Let that be a challenge to you tonight, to all of you who celebrate Mother Teresa and who join in this novena. This great saint, this great lover of the poor always pointed us to the reality of poverty. Poverty in Christ himself who chose to become man to share our weakness and to experience our hunger. Poverty in those who lack the material goods to satisfy their hunger for food. Poverty in our own hearts and minds that can only be remedied by Christ, the bread of life.

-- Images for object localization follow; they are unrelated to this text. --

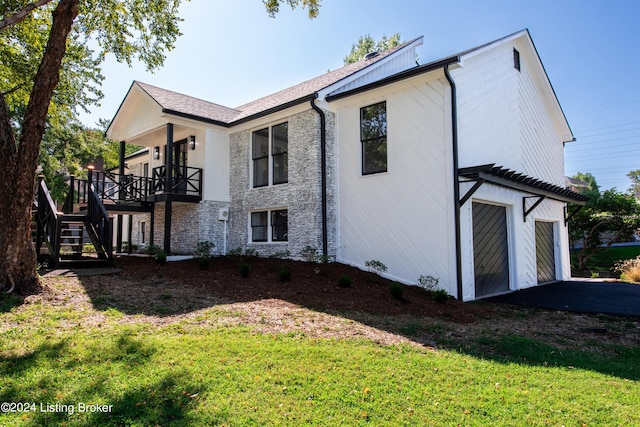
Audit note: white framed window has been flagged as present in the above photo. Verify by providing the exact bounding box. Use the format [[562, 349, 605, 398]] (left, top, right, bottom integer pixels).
[[360, 101, 387, 175], [250, 208, 288, 242], [252, 122, 288, 188]]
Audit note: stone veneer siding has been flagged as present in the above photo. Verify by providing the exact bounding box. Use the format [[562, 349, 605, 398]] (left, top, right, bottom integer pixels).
[[127, 200, 230, 256], [228, 108, 337, 258]]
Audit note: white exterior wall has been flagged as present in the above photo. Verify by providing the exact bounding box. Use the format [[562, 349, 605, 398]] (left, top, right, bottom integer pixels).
[[454, 36, 567, 186], [459, 186, 569, 301], [454, 34, 572, 300], [334, 72, 458, 295]]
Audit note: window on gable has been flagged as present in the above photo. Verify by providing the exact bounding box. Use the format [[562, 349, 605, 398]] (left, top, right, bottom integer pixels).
[[513, 48, 521, 71], [252, 122, 288, 187], [360, 101, 387, 175], [250, 209, 288, 243]]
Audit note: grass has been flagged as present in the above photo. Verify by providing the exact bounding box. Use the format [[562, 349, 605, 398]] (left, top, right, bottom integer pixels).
[[1, 285, 639, 426], [572, 245, 640, 273]]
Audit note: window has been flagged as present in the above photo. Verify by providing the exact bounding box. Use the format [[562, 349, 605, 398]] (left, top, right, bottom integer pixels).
[[252, 122, 288, 187], [141, 222, 146, 244], [250, 209, 288, 242], [271, 209, 288, 241], [513, 48, 521, 71], [360, 102, 387, 175]]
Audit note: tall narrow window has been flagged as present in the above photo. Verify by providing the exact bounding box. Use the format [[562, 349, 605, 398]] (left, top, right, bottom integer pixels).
[[252, 122, 288, 187], [251, 211, 268, 242], [252, 128, 269, 187], [271, 209, 288, 241], [141, 222, 146, 244], [272, 123, 289, 185], [513, 48, 521, 71], [361, 101, 387, 175]]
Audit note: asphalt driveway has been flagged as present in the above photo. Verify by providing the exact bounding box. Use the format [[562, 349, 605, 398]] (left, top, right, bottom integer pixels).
[[487, 280, 640, 317]]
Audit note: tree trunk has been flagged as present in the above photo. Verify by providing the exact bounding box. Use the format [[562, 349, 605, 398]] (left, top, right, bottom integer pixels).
[[0, 0, 79, 294]]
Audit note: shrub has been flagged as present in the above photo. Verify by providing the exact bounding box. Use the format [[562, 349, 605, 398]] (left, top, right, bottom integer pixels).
[[417, 275, 439, 291], [365, 260, 387, 275], [270, 250, 291, 259], [615, 256, 640, 283], [389, 282, 404, 300], [239, 263, 251, 278], [227, 247, 243, 256], [278, 267, 291, 282], [198, 257, 210, 270], [155, 251, 167, 265], [145, 244, 161, 255], [300, 245, 319, 263], [338, 275, 353, 288], [243, 248, 259, 257], [194, 241, 215, 258], [432, 289, 449, 304]]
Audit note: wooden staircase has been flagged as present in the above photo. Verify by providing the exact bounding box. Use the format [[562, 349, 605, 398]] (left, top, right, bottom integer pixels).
[[33, 176, 113, 269]]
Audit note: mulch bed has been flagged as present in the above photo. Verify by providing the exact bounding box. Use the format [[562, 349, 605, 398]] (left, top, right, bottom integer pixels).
[[113, 255, 489, 323]]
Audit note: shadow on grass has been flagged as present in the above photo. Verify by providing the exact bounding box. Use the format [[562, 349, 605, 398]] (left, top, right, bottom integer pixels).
[[73, 256, 640, 382], [0, 293, 23, 313], [0, 332, 205, 426]]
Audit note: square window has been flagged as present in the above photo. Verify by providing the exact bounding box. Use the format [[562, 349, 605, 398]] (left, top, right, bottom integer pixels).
[[360, 102, 387, 175]]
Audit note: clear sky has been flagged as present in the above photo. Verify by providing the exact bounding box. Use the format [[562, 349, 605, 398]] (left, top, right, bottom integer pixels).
[[80, 0, 640, 192]]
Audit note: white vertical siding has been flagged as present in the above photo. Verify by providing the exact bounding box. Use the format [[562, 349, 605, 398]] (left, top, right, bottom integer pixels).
[[334, 74, 457, 294]]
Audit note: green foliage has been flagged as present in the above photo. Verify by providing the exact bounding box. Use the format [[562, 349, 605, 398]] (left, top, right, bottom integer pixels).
[[568, 173, 640, 270], [338, 275, 353, 288], [432, 289, 449, 304], [615, 256, 640, 283], [278, 267, 291, 282], [198, 257, 210, 271], [343, 33, 402, 65], [239, 263, 251, 278], [243, 248, 259, 257], [155, 251, 167, 265], [300, 245, 319, 262], [364, 259, 387, 274], [262, 0, 322, 18], [194, 241, 215, 259], [389, 282, 404, 300], [417, 274, 439, 291], [627, 169, 640, 196], [145, 244, 161, 255]]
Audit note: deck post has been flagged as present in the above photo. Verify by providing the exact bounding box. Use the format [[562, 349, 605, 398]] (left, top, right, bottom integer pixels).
[[119, 141, 126, 201]]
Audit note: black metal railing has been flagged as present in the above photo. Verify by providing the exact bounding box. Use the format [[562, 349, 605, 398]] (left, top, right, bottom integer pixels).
[[86, 183, 113, 261], [151, 165, 202, 197], [36, 176, 61, 262]]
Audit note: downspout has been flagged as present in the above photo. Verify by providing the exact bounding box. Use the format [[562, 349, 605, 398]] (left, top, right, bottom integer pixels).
[[444, 63, 464, 301], [310, 95, 328, 257]]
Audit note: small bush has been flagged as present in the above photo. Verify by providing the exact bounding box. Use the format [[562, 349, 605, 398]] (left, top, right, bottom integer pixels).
[[239, 263, 251, 278], [338, 275, 353, 288], [432, 289, 449, 304], [243, 248, 259, 257], [365, 260, 387, 274], [417, 275, 439, 291], [155, 251, 167, 265], [300, 246, 319, 263], [198, 257, 210, 270], [194, 241, 215, 258], [389, 282, 404, 300], [145, 244, 161, 255], [615, 256, 640, 283], [270, 250, 291, 259], [227, 247, 243, 256], [278, 267, 291, 282]]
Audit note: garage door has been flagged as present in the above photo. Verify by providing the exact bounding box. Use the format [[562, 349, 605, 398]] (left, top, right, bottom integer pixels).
[[473, 202, 510, 297], [535, 221, 556, 283]]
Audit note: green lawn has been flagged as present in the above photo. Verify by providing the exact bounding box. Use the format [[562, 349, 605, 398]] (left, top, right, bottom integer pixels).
[[1, 279, 639, 426], [572, 244, 640, 274]]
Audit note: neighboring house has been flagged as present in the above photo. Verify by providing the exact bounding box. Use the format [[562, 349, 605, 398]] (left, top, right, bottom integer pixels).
[[105, 29, 588, 301]]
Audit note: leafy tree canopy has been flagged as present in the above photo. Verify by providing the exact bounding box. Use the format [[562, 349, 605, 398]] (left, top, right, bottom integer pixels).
[[344, 33, 402, 65]]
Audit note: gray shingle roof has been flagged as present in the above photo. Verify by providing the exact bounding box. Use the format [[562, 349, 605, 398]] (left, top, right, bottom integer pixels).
[[134, 39, 418, 126]]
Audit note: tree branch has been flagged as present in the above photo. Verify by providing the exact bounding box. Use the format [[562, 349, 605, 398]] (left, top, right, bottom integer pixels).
[[0, 0, 55, 32]]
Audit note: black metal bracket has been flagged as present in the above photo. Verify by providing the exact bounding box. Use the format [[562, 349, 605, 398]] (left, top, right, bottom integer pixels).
[[523, 195, 545, 222], [459, 178, 484, 207], [564, 204, 584, 226]]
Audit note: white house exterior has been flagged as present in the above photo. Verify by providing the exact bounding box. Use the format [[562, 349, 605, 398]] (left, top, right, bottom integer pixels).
[[106, 29, 587, 301]]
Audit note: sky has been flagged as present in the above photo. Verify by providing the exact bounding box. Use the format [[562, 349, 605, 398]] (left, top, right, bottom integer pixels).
[[79, 0, 640, 192]]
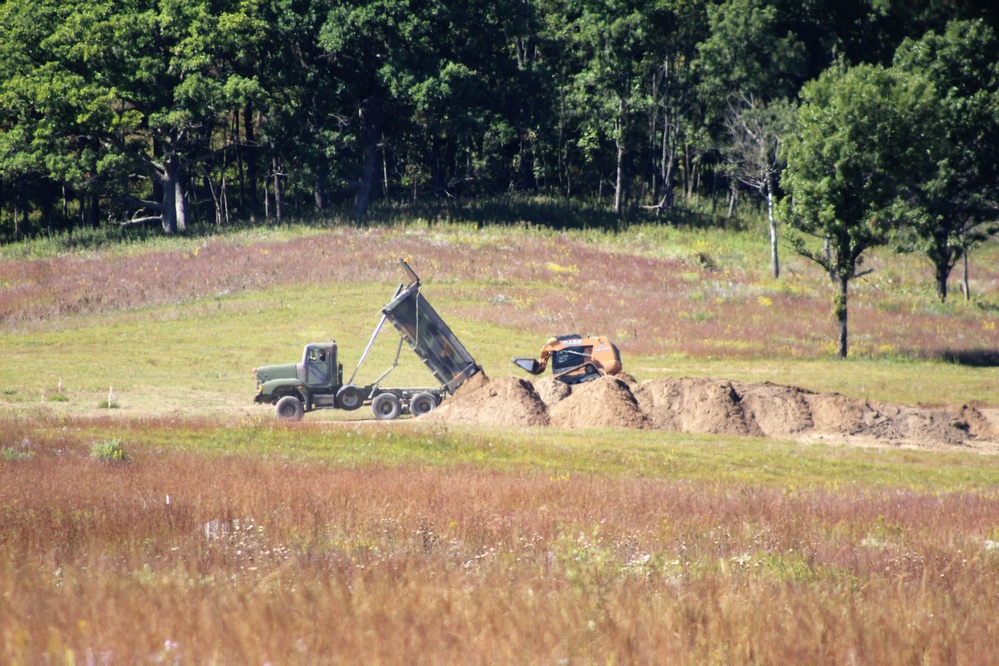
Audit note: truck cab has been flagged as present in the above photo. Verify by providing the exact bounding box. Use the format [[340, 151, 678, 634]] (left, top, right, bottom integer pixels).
[[254, 342, 344, 418]]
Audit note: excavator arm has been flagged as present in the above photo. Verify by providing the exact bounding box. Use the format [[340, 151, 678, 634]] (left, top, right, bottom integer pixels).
[[512, 337, 559, 375]]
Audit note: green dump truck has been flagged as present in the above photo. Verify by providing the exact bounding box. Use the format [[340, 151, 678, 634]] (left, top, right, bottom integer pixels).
[[253, 260, 481, 421]]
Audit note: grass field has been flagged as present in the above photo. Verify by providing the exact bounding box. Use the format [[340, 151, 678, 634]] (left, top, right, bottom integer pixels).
[[1, 213, 998, 662]]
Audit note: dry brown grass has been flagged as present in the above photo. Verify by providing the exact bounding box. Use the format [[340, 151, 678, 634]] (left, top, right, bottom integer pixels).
[[2, 431, 997, 663]]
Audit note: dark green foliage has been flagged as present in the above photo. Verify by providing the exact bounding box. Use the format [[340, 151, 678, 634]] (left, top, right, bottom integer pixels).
[[780, 64, 938, 357], [0, 0, 996, 249], [891, 19, 999, 301]]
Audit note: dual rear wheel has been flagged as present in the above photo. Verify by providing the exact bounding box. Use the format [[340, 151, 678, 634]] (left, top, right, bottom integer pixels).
[[275, 391, 439, 422], [372, 392, 438, 420]]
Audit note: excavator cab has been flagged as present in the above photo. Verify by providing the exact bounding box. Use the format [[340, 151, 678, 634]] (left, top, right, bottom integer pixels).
[[549, 345, 600, 383]]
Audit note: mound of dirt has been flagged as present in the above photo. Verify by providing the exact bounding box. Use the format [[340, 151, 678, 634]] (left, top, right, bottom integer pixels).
[[733, 381, 814, 438], [856, 402, 986, 448], [425, 374, 549, 427], [425, 372, 999, 453], [547, 376, 648, 429], [632, 378, 763, 437], [803, 393, 866, 435], [533, 375, 572, 407]]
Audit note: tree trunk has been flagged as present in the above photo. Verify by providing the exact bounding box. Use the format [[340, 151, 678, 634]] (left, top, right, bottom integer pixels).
[[382, 147, 390, 202], [312, 151, 330, 211], [766, 175, 779, 278], [935, 259, 949, 302], [962, 249, 970, 301], [272, 155, 283, 224], [835, 274, 849, 359], [661, 118, 675, 210], [89, 194, 100, 229], [614, 122, 625, 215], [152, 139, 164, 207], [264, 176, 271, 220], [244, 104, 259, 222], [13, 181, 24, 240], [161, 167, 177, 235], [161, 155, 187, 234], [353, 102, 382, 219], [235, 109, 246, 217], [314, 172, 328, 211], [174, 165, 187, 233]]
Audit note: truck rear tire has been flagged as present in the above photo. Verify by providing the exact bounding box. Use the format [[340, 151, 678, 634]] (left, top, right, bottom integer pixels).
[[372, 393, 401, 420], [409, 392, 438, 416], [336, 385, 365, 411], [275, 395, 304, 422]]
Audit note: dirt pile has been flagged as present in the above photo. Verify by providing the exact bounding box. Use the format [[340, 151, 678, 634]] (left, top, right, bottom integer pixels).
[[425, 373, 549, 427], [426, 374, 999, 453], [547, 376, 648, 429]]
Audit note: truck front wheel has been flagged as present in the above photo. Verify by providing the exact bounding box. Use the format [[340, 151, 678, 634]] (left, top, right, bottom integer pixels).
[[372, 393, 401, 420], [275, 395, 304, 422]]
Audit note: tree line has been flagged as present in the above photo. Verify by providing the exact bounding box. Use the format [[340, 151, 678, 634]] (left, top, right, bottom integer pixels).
[[1, 0, 998, 353]]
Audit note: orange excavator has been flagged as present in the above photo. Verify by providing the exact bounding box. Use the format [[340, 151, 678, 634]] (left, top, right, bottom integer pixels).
[[512, 334, 623, 385]]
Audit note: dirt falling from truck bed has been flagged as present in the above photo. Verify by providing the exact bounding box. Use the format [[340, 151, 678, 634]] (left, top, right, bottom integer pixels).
[[425, 374, 999, 453]]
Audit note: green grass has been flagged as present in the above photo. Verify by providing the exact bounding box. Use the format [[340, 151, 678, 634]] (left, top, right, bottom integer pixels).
[[1, 446, 31, 461], [12, 414, 999, 492], [1, 279, 995, 417], [0, 210, 996, 412]]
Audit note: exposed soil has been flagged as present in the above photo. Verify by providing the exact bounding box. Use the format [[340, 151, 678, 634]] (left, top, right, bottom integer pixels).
[[426, 374, 999, 454]]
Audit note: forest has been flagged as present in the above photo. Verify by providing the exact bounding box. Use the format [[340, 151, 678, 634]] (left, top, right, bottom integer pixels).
[[1, 1, 997, 278]]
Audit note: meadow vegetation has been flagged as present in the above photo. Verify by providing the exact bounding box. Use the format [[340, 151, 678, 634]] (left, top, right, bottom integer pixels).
[[1, 214, 997, 662], [1, 415, 998, 663]]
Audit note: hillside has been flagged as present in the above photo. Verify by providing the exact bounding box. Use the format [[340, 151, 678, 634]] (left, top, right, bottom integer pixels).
[[1, 220, 996, 428]]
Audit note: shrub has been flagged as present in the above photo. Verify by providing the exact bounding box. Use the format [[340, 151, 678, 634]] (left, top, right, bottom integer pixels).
[[1, 447, 30, 461], [89, 438, 129, 462]]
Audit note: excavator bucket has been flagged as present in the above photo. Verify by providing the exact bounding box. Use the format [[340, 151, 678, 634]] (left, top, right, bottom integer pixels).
[[512, 357, 543, 374]]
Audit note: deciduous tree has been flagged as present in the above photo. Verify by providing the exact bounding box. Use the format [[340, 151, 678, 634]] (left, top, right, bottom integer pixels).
[[891, 19, 999, 301], [723, 96, 794, 278], [780, 63, 936, 357]]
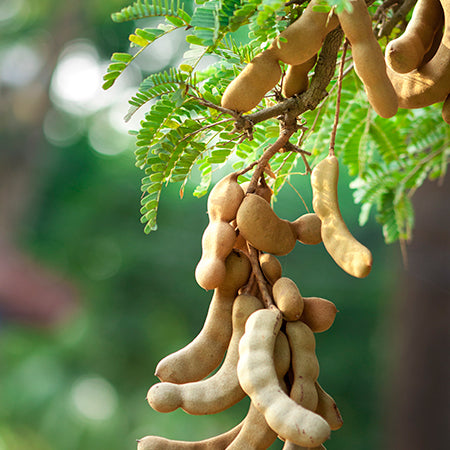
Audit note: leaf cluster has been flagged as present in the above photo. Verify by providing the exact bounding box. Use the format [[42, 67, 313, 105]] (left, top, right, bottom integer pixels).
[[103, 0, 449, 244]]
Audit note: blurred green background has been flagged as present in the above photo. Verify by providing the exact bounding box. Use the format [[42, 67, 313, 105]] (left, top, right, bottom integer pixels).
[[1, 1, 445, 449]]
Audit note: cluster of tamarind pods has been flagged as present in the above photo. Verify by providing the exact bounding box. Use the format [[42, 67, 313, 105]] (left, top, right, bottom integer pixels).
[[221, 0, 450, 124], [138, 153, 373, 448]]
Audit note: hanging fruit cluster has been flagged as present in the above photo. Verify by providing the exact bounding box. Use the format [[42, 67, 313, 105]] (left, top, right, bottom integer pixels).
[[137, 152, 372, 448]]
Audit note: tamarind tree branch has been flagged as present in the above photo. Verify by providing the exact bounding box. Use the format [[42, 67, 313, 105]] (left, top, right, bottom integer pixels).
[[234, 27, 344, 133], [378, 0, 417, 37]]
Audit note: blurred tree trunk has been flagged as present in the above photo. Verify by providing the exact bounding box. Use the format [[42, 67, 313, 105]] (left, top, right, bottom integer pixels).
[[386, 174, 450, 450]]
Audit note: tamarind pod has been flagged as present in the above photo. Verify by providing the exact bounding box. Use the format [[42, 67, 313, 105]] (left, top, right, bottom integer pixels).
[[259, 253, 282, 285], [147, 294, 263, 414], [386, 0, 450, 109], [272, 277, 304, 322], [337, 0, 398, 118], [226, 331, 291, 449], [137, 423, 243, 450], [311, 155, 373, 278], [195, 221, 237, 291], [236, 194, 297, 256], [155, 251, 251, 384], [289, 213, 322, 245], [282, 55, 317, 98], [208, 173, 245, 222], [315, 383, 344, 431], [270, 0, 339, 66], [442, 94, 450, 124], [240, 180, 273, 203], [286, 321, 320, 411], [301, 297, 337, 333], [385, 0, 444, 73], [420, 16, 444, 65], [237, 309, 331, 447], [221, 48, 282, 112]]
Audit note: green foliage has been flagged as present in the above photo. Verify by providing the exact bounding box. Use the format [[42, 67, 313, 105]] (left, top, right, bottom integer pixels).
[[104, 0, 450, 242]]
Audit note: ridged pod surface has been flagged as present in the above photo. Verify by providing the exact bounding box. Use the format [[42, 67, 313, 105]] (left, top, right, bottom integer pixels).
[[155, 251, 250, 384], [236, 194, 296, 256], [237, 309, 331, 447], [311, 156, 372, 278], [226, 334, 291, 449]]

Mother Teresa herself stressed that recognizing Jesus in the Eucharist was essential to recognizing Him in the poor. Do you recognize Him there? Or do you just take – not receive! – but take the little wafer, pop it in your mouth and move along! Acting like, oh, is this not just another piece of bread? Like the people of Nazareth who think they knew Jesus, do you think you know this bread? Or are you willing to admit the poverty of your understanding, to approach the Eucharist as it truly is? The Eucharist is familiar, yet foreign, rich food yet the food of the poor, a truth known to us, yet a mystery beyond our ignorance. It is with good reason that we say “Lord, I am not worthy that you should enter…” before we receive. We admit out poverty in order to recognize the hunger for life that is satisfied by the bread of life.
And it cannot stop there. Christ in the Eucharist cannot be separated from Christ in the poor. When you walk out of Mass, do you, like these Nazoreans, look down on the foreigners? Those other people who are not like us, who do not have what we have? Or do you recognize the hungry Christ in them? Hungry for respect, hungry for the truth, yes, even hungry for ordinary bread? Jesus Christ feeds us so that we might feed Him in return… feed him in the poor and hungry ones all around us.
This is how Mother Teresa lived: rejoicing in and feeding on the presence of God in the Eucharist; then recognizing and responding to the Hunger of God in the poor. She urges us to do the same, lest Christ, as at Nazareth, should “pass through the midst” of us and go away. Oh, how great that poverty would be, how great the hunger that would consume us then!